Henry said she is sometimes asked about the experience of being a transgender doctor, and her best response is a quote from French philosopher Simone de Beauvoir, who called affliction “physical pain, distress of soul and social degradation all at the same time.”
“It was in 2013 when my only New Year’s resolutions were to not end my life or end up in jail,” Henry said. “I was an active duty captain. At the time, those goals seemed like the lowest hanging fruit I could reach.”
Henry, who said she had to find Jesus Christ after learning “we have to find people of character who give us the reins” to be better people, became emotional as she talked about the challenges and had to pause briefly before she could continue.
The Pentagon held the event without issuing any kind of formal memorandum recognizing Pride — another first since “Don’t Ask, Don’t Tell” repeal certification in 2011. A Pentagon spokesperson, nonetheless, told the Blade the celebration in the auditorium was “an official event.”
No senior Pentagon official was on the stage for the event, although Sergeant Major of the Army Daniel Dailey and Vee Penrod, acting secretary for manpower and reserve affairs, were seated in the audience, as well as Maj. Gen. Tammy Smith, the first openly gay general officer.
Although under the Obama administration Chuck Hagel and Ashton Carter attended the event and delivered remarks, Defense Secretary James Mattis — who recently penned his name to a 45-page recommendation against transgender service — wasn’t in attendance.
Matthew Thorn, executive director of the LGBTQ military group OutServe-SLDN, was present at the event and afterward told the Blade attendees were able to embrace the Pride spirit.
“I think it’s evident from the energy of the people, from the attendance of certain people, including Sgt. Maj. Dailey, that there are individuals in this building, the command and the military structure — both civilian and uniformed — that still support LGBT individuals in service,” Thorn said.

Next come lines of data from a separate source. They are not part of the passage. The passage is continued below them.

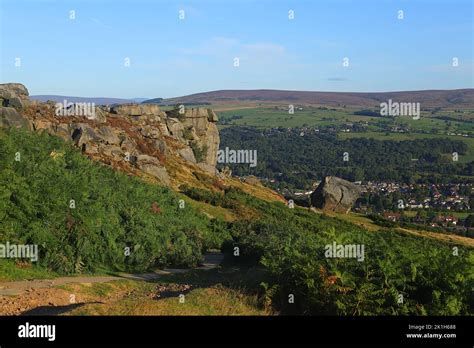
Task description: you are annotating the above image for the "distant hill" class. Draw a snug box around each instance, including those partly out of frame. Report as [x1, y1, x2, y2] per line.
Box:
[152, 89, 474, 109]
[30, 95, 148, 105]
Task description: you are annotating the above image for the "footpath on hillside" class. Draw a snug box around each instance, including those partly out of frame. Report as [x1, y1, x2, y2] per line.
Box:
[0, 252, 224, 296]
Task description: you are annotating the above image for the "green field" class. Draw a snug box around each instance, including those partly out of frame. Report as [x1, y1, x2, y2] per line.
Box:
[338, 132, 474, 163]
[218, 107, 474, 134]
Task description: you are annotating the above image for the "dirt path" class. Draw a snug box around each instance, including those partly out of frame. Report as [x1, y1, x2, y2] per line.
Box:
[0, 252, 224, 296]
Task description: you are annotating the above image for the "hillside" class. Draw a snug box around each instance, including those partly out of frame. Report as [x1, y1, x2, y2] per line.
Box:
[0, 84, 474, 315]
[150, 89, 474, 110]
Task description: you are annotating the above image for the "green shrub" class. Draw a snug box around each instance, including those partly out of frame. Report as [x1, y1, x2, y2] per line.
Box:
[0, 130, 221, 273]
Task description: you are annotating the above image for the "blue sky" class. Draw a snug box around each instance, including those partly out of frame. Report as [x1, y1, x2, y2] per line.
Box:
[0, 0, 474, 98]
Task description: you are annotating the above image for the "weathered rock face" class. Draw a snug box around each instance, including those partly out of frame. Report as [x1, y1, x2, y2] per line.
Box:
[0, 84, 219, 185]
[311, 176, 360, 214]
[182, 108, 220, 173]
[0, 83, 31, 129]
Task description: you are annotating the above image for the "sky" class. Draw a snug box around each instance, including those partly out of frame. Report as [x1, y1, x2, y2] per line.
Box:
[0, 0, 474, 98]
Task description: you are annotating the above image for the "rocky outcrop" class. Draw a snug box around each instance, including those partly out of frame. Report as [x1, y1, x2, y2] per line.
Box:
[311, 176, 361, 214]
[0, 84, 219, 185]
[0, 83, 31, 129]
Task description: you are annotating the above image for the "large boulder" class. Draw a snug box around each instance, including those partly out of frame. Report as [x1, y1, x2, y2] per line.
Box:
[311, 176, 361, 214]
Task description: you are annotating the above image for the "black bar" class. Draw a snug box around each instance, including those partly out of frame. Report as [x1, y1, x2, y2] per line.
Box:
[0, 316, 474, 348]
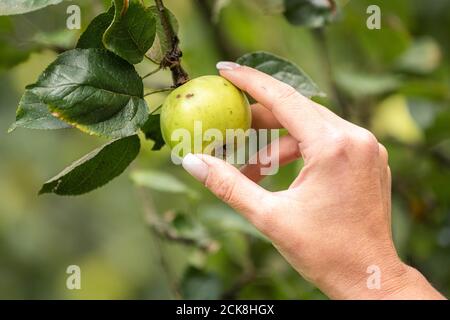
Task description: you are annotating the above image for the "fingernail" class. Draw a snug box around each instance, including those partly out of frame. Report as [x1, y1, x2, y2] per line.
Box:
[216, 61, 241, 70]
[181, 153, 209, 182]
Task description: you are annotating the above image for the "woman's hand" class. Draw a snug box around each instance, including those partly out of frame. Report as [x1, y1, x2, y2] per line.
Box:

Another transgender speaker at the event was Lt. Cmdr. Blake Dremann, a staff officer for the Nuclear Enterprise Support Office at the Defense Logistics Agency headquarters, who attended the event as a recipient of DOD Pride’s Military Leadership Award.
Although he’s serving under Trump’s transgender military ban, Dremann said he enjoys “a lot of privilege” in the military compared to other transgender troops “as an officer who has broken barriers in many ways, with a good reputation and as a male.”
“My struggles are wholly different than many of the service members that I have the privilege of leading,” Dremann said.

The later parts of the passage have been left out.